Hace unas semanas, Érika anunció la Vigésimo-primera Lección Inaugural del Recinto de Río Piedras de la UPR, ofrecida por el Dr. Efrén Rivera Ramos, pasado Decano de la Escuela de Derecho de la Universidad de Puerto Rico.  No fue hasta hoy que pude leer la magnífica lección del Dr. Rivera, la cual hago disponible en esta entrada y me imagino estará circulando por la red muy pronto.

Reseñar esta ponencia haría un flaco servicio a la calidad de su prosa y sería un tanto imprudente intervenir con la experiencia de su lector si adelantara lo que Efrén nos plantea. Sí quiero, no obstante, reflexionar muy brevemente en torno a un planteamiento que es central, no sólo a los estudiantes y los demás miembros de la comunidad universitaria con quienes Efrén dialoga, sino a todos nosotros y nosotras… miembros de esta comunidad de gente que llamamos humanidad.

Me refiero a aquella parte en que Efrén nos recuerda la relación estrecha entre la libertad y lo posible.
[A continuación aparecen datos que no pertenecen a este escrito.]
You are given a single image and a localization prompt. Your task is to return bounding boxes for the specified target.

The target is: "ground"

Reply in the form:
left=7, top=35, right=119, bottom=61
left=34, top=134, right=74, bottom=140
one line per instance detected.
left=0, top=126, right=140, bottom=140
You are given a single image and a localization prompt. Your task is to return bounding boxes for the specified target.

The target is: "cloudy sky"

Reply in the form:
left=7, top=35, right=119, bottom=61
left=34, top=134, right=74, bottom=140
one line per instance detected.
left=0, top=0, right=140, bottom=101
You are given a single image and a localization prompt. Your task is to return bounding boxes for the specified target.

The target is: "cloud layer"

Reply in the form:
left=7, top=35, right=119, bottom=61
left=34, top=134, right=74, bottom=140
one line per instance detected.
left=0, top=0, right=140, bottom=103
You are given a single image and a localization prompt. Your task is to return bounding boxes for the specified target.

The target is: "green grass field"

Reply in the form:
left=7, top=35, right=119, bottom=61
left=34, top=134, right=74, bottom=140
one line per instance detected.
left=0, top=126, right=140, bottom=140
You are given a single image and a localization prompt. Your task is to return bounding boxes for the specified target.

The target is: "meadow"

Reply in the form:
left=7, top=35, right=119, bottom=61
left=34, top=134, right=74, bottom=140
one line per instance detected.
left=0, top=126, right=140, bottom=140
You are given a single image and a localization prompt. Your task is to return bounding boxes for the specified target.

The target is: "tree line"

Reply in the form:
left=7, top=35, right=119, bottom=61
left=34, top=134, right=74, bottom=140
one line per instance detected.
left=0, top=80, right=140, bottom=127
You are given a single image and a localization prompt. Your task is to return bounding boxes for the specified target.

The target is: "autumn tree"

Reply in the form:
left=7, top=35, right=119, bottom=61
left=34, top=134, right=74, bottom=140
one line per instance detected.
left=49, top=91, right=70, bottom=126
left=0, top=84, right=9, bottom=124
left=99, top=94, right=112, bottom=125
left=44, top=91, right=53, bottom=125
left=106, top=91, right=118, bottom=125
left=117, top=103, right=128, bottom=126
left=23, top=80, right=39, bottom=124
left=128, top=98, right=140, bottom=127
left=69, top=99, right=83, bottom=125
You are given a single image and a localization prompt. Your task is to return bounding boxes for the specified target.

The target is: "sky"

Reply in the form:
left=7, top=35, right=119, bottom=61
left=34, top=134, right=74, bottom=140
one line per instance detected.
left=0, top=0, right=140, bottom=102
Hablar de lo posible, nos dice, es hablar de aquello que “puede ser” pero que no es hoy o no ha sido nunca. Tal vez lo que “puede ser”  no es hoy porque no hay condiciones (o alguna vez las hubo pero ya no más), o no ha sido porque aun queriendo que sea nos lo han impedido o lo hemos impedido nosotros mismos. Pero es posible. Cabe preguntar, sin embargo, ¿en qué sentido hablamos de lo que es posible? ¿nos referimos a lo que nos es posible hoy, lo que nos es posible mañana? ¿podemos (o debemos) pensar en lo que es posible para nosotros solamente, o lo que “puede ser” para otros tanto hoy como en el futuro? Me parece claro que no estamos hablando de lo posible en un sentido práctico, realista puro y duro (es decir, lo que podemos en efecto alcanzar y realizar ahora mismo extendiendo la mano). Más bien, creo, hablamos de lo que es posible en términos de lo que “puede ser” o de lo que podría ser si imaginamos el universo de posibilidades tanto en nuestro entorno inmediato, como el distante. Lo posible, así concebido, es también (o mejor, es con más urgencia) lo imposible… aquello que no podemos alcanzar en términos prácticos, pero que podemos imaginar y que se encuentra en el horizonte de posibilidades. ¿Podemos, sin embargo, pensar en lo que es posible para otros también?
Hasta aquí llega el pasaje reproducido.